Fluorescence Crosstalk

The fluorescent proteins—mTagBF2, sfGFP, and mKate2—were cloned into the pUC57 kanamycin-resistant vector, with the same promoter and RBS utilized to regulate their expression. The plasmids were transformed into DH5α bacterial strains and monoclonal colonies were selected after cultivation on agar plates containing the appropriate antibiotics. These colonies were grown overnight in 5 mL of LB broth with corresponding antibiotics. Fluorescence measurements were then conducted using a TECAN Spark microplate reader, with the excitation spectra recorded for each protein at their specific wavelengths, resulting in the targeted protein fluorescing without interference from the others. These results demonstrate the absence of crosstalk between the different fluorescent proteins, providing a theoretical basis for the simultaneous triple-channel detection capability of our hardware.

Figure 9. The Impact of Three Types of Excitation Light on Three Fluorescent Proteins. Blue Fluorescence Channel: Excitation at 399 nm, Emission at 455 nm. Green Fluorescence Channel: Excitation at 465 nm, Emission at 525 nm.

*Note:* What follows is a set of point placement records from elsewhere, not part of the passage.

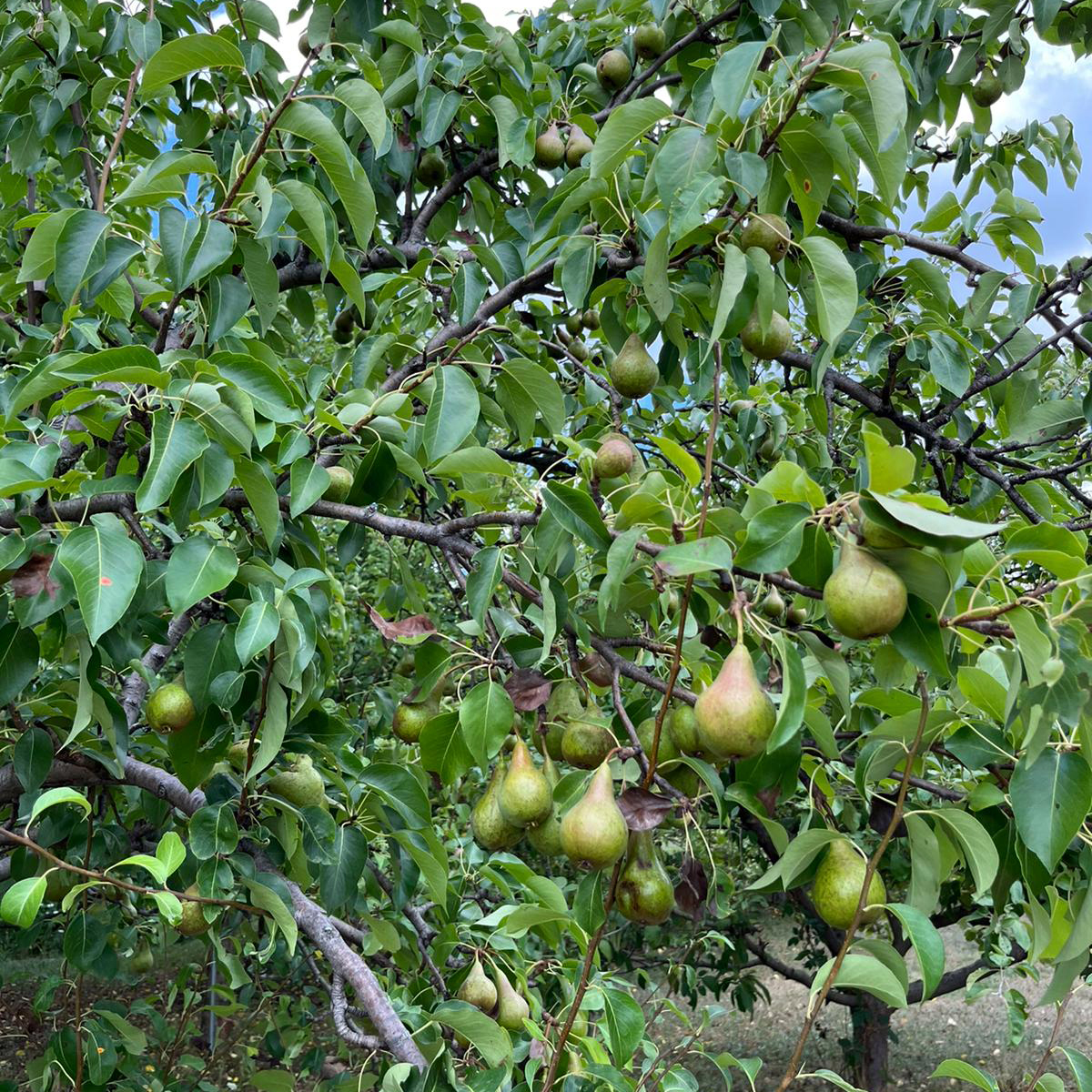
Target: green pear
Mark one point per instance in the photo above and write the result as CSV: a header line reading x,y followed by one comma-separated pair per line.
x,y
838,884
615,457
478,989
649,42
614,70
735,715
633,374
578,147
769,233
410,718
682,725
593,830
645,894
771,344
987,91
341,483
491,830
300,784
512,1008
587,742
169,709
194,921
431,169
525,795
863,596
550,148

Red Fluorescence Channel: Excitation at 588 nm, Emission at 635 nm.

When different excitation lights are used to excite the three fluorescent proteins, the crosstalk effect between them is observed to be weak:

  1. When excited with the excitation light for sfGFP, the emission intensity of sfGFP is significantly higher than the other two fluorescent proteins, with an emission intensity more than 100 times that of the others.

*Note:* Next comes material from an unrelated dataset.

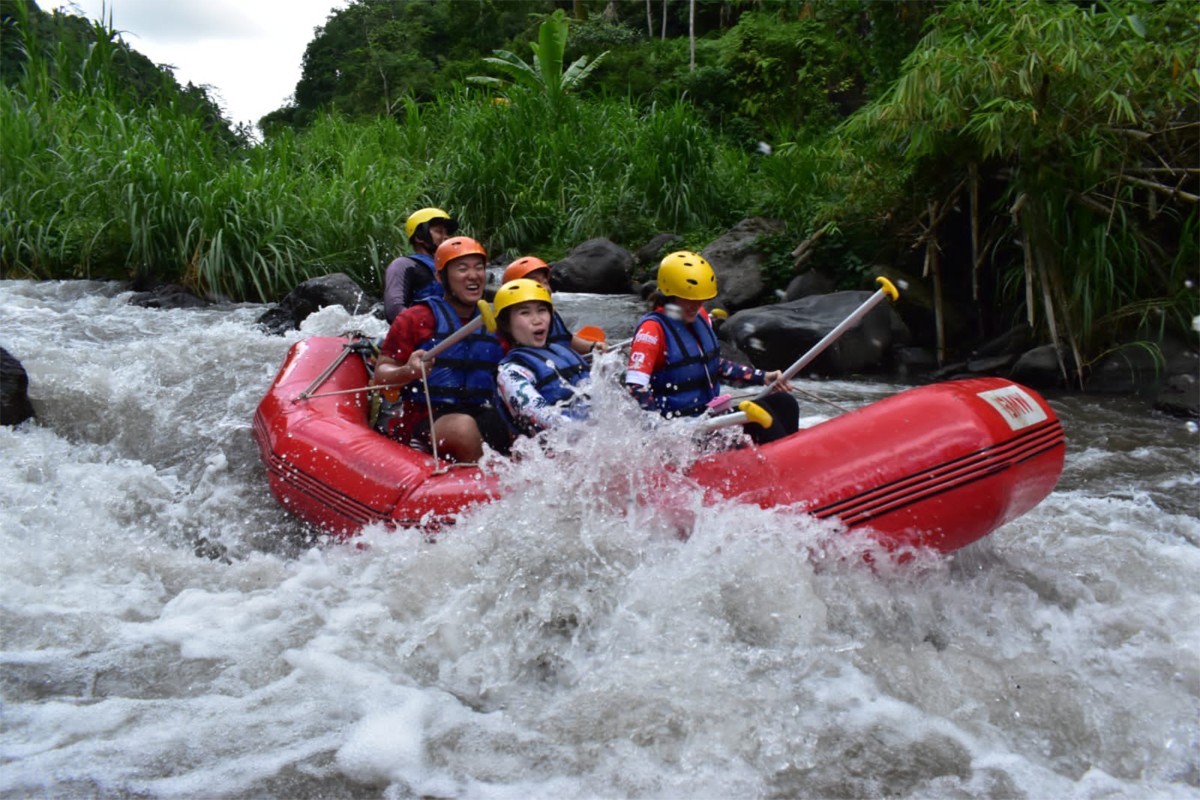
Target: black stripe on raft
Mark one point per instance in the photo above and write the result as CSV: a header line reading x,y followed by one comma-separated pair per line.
x,y
945,477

  2. When excited with the excitation light for mTagBF2, the emission intensity of mTagBF2 is also markedly higher than the other two fluorescent proteins, with an emission intensity more than 20 times that of the others.

  3. 3. When excited with the excitation light for mKate2, the emission intensity of mKate2 is the most prominent, with an emission intensity more than 800 times that of the other fluorescent proteins.

These results indicate that when excited by their specific excitation lights, each fluorescent protein primarily exhibits its own emission characteristics, with minimal crosstalk between the three. Therefore, for future use in the same hardware, we can utilize these three proteins.